Why did Microsoft buy Nokia’s phone division? Here’s the easy answer. In 2000 the combined market capitalization of Microsoft and Nokia totaled around $650 billion. Apple was an afterthought; worth only $15 billion.
By 2013, Microsoft and Nokia’s market cap had fallen by more than half, to $280 billion, while Apple went from afterthought to world domination. On the morning after Microsoft CEO Steve Ballmer communicated his "exciting news" to his employees, Apple was worth a cool $447 billion.
That’s the kind of brutal math that forces CEOs to step down from their companies. There’s been an explosion of tech press chatter on what the Microsoft-Nokia news means but it’s just not that complicated. The merger is a desperate move by two companies flailing to stay relevant in a mobile world dominated by Apple, Google and Samsung.
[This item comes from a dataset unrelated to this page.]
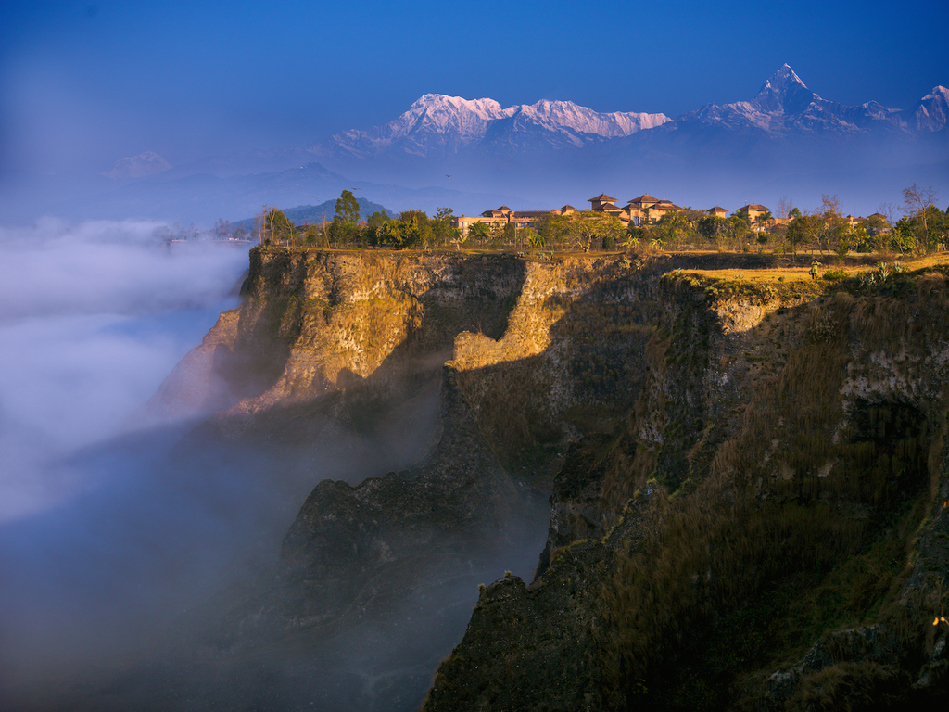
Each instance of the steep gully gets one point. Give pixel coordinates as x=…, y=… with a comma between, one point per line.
x=737, y=469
The odds that it will work seem dim: There is absolutely no reason why turning 32,000 Nokia employees into Microsoft employees is going to make Windows smartphones any more attractive to a global audience.
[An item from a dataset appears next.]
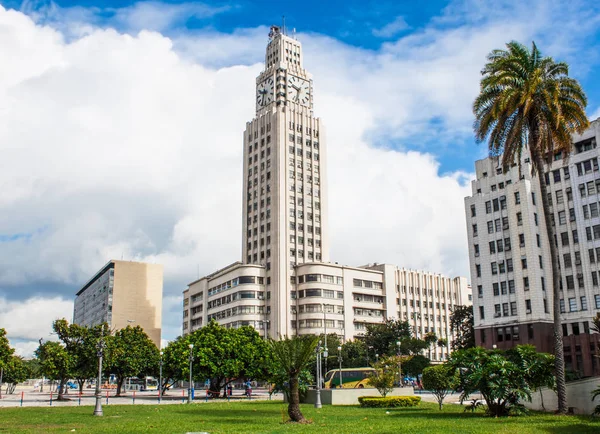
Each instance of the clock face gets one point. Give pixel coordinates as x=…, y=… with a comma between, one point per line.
x=264, y=92
x=298, y=90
So forget about all that. The best one can say for the headline news is that Microsoft is going down swinging. But the most interesting thing one can say has nothing to do with whether the Nokia gambit will make it easier for Microsoft to land a punch on its competitors. The real news here is the confirmation that software and hardware are no longer two separate tech industry sectors. Once upon a time, Apple was the eccentric outlier, quixotically determined to control both the hardware and software of its devices. Now that Google has bought Motorola and Microsoft has bought Nokia, Apple’s archaic structure is suddenly the industry norm.
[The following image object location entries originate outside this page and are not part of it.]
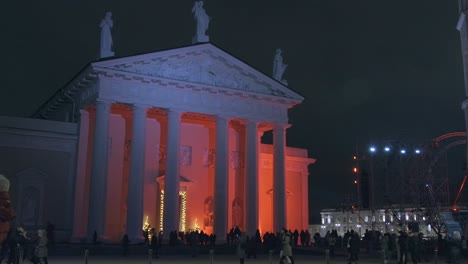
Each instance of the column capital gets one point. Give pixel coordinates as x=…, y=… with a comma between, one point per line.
x=252, y=121
x=174, y=110
x=141, y=106
x=103, y=101
x=283, y=126
x=223, y=117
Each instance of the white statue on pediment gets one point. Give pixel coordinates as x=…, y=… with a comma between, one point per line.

And that’s just weird – that’s not how the mode of production during late capitalism was supposed to play out. The 21st century was all about outsourcing and subcontracting and breaking down the industrial process into as many modular components as possible that could be most efficiently done by independent entities. "Vertical" integration was supposed to be hopelessly inefficient, a concept that died with U.S. Steel and Standard Oil. In our new world, some bright-eyed entrepreneur comes up with an idea, secures venture capital from California, locates programmers in Bangalore, signs up hardware manufacturers in Taiwan and gets the gadget assembled in China.
And yet here we are again, watching the gradual realignment of the mobile tech sector into a handful of integrated goliaths. Call it the New Tech Tribalism. When you choose your next phone, you won't just be picking a particular set of features at a certain price point, you'll be betting on the combined powers and artistry of a unified software and hardware conglomerate. You will be buying, more than ever, into a cult of smartphone personality, characterized by design choices optimized for specific hardware configurations.
Apple's eccentricity is now the industry standard. Did anyone see that coming, back in 2000?